Mr Corbell said the design of the terminus at Alinga Street had been "enhanced" to become a key meeting place, LED lighting and world-class design had been incorporated for stops along the route and a new public square would be built on the Northbourne median between the historic Melbourne and Sydney buildings. The square would cost about $7 million, paid for by the consortium. Fare revenue goes to the government.
"This is a very exciting time for our city," Mr Corbell said. "This is a transformative project for our city. We have to plan for a growing city. We have to plan for a city of over half a million people and while some people will continue to think about Canberra as a small country town, the reality is that we aren't."
The announcement comes after months of debate about the cost of the project and its benefits, and a row this week between the government and business leaders, who don't like the pay deal negotiated by the consortium with the construction union.
On Tuesday, Mr Pugh said 200 to 500 construction workers would be employed. About 100 to 120 designers were working on the project at the moment.
The 12-kilometre line is a big gamble for the government in an election year, given the cost to a budget already deeply in the red, and the strong opposition from sectors of the public – evidenced on Tuesday when Can the Tram disrupted the announcement with a large protest banner.
The sign-off also sets up a stark contrast between Labor and the Liberals, with the Liberals promising to tear up the contract with Canberra Metro if they win government. Cancelling the contracts will mean a big compensation payment to the consortium, although no one has yet provided an exact figure.
Mr Corbell said the government had signed a standard termination-for-convenience clause but the payout amount would depend on the financial commitments the consortium had made at the time the contract was cancelled. He wouldn't specify a cost, dismissing questions about costs of cancellation as hypothetical.

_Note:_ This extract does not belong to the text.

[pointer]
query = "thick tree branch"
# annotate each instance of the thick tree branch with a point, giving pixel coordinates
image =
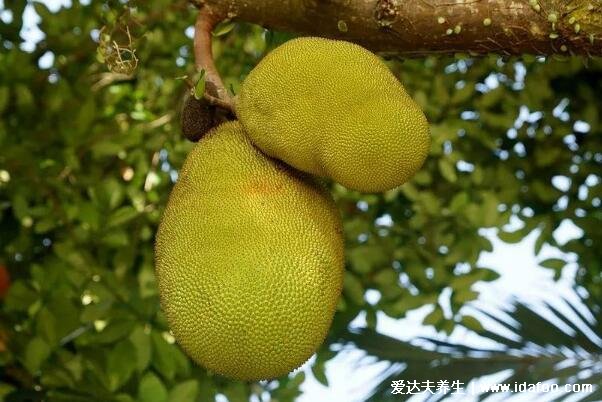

The consortium has previously indicated it would employ about 500 construction workers, 250 directly and 250 through sub-contractors.
Infrastructure Partners chief executive Brendan Lyons praised the deal and called on the ACT opposition to step away from plans to scrap the contract if elected in October.
"Everyone respects the rights of the opposition to oppose legislation but it's time for the Canberra Liberals to go back to a position of respecting contracts and the rule of law," he said.
The project was one of the key planks of the Labor-Greens power-sharing deal after the 2012 election, and the Greens' Shane Rattenbury welcomed the contract signing, saying the project took vision and courage but was necessary.
The tram would create a more sustainable, liveable and resilient city, he said.
Pro-tram group ACT Light Rail welcomed the "tremendously brave political decision", spokesman Damien Haas comparing the project to the filling of Lake Burley Griffin and the construction of Parliament House.
"Capital Metro light rail will change Canberra's future in a way that people are yet to truly understand," he said.
The Conservation Council's Larry O'Loughlin welcomed the "massive investment" in public transport.
The consortium is led by Leighton-subsidiary Pacific Partnerships. Construction is headed by John Holland, a subsidiary of Chinese giant CCCC, whose website says it is the largest listed company in the international infrastructure and engineering sector. Spanish firm CAF will supply the 14 trams and Germany's Deutsche Bahn is the operator.